Before I jumped into this rabbit hole, I wouldn’t have thought that onset detection would be so deviously tricky! I just wanted to generate ADSR envelopes from the multichannel guitar signal. Simple, right? It looked easy, until I actually tried to implement it. But now I think I have something that works really well. IMO, the real acid test for true onset detection and ADSR is when you can transform very fast legato with hammer-ons, pull-offs, etc., into staccato, much like a banjo. I emphasized true because I am aware that many implementations simply fake it by treating whole legato runs from start to finish as one single note-on, note-off. Such implementations use glorified transient detectors, instead of a true onset detector. If you know anything that can reliably do this in pure DSP (no additional hardware, and in real-time), I’d love to know!

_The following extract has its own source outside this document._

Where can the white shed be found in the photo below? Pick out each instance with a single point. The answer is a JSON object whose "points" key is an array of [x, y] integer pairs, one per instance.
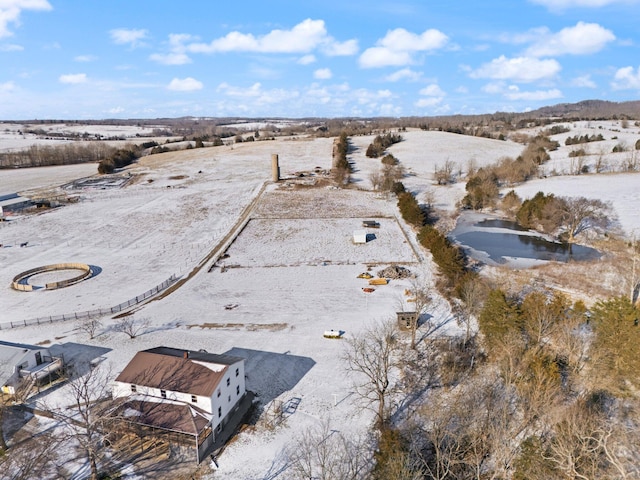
{"points": [[360, 236]]}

I know… I really meant to share the code when I posted about it the first time: Onset Detection. But in the end, I decided to minimize exposure of such intellectual properties, which lead me to Rethink Open Source. My apologies if I disappointed anyone. It was a pragmatic move.
That being said, please take note though that I will still share my insights on my DSP Adventures, both successes and failures, in a narrative form. I’ll still share as much as I can, reasonably, as long as my intellectual properties are protected. More importantly, if there’s sufficient interest, I can package the code as reusable binaries that people can license in SDK form. I can make the binaries available for evaluation, and I can share proofs, along with my thoughts, on the validity of the algorithms.

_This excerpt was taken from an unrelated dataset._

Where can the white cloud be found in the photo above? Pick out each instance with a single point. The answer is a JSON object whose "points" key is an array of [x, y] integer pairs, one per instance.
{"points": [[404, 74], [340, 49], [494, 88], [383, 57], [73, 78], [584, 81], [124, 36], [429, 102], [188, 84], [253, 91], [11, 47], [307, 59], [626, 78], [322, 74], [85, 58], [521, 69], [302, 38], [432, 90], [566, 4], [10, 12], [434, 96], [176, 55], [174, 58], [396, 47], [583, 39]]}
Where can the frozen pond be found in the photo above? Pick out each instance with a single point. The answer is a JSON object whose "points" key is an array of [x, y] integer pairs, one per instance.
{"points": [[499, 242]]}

And so, the onsets… How does it work? I have a transform (called HS-Detector) that converts audio to something that you can use to easily identify onsets. Without revealing my secrets, and the actual implementation, let me just say that HS stands for Harmonic Shifts. In other words, this transform detects harmonic shifts in the waveform. I suspect that alone is enough hint for the smart DSP folks reading this.
The waveform below shows the HS-Detector in action. This is the same hammer-on-pull-of lick I presented in the original article:
Download link: hammer-pull.wav
Below, you can see the original audio in the first waveform and the HS-Detector result in the second:
Zooming closer, you can see the clean edges where the onsets happen:
Here’s another one. This one involves right-hand tapping with left-hand hammer-ons and pull-offs:
Download link: Tapping D.wav
Here’s the audio (first waveform) followed by the HS-Detector result (second waveform):
Again, zooming closer, you can see the clean edges where the onsets happen:
Aside: Isn’t it amazing that the human eye can detect the note-shifts by just looking at the waveform? We are excellent at pattern recognition.
Let’s zoom into the tricky parts. The second note onset in the waveform below involves very slight shifts, almost no amplitude jump. This happens when you release the right hand without doing a pull-off, while the string is still sustaining. Essentially, the frequency of the sustaining string is modulated.
The note transition on this one is even more subtle, yet it’s still detected:
And how about this one! The human eye can still catch the transition if you look very carefully. The HS-Detector still detects the onset effortlessly, and with flying colors.
Finally, and if you haven’t noticed yet, the HS-Detector is also able to detect vibrato. Now I can really bet that this is already a giveaway for the smart DSP folks reading this :-). Can you make a guess what DSP I am doing to make this happen?
Looks good? Are you convinced yet, without seeing the code?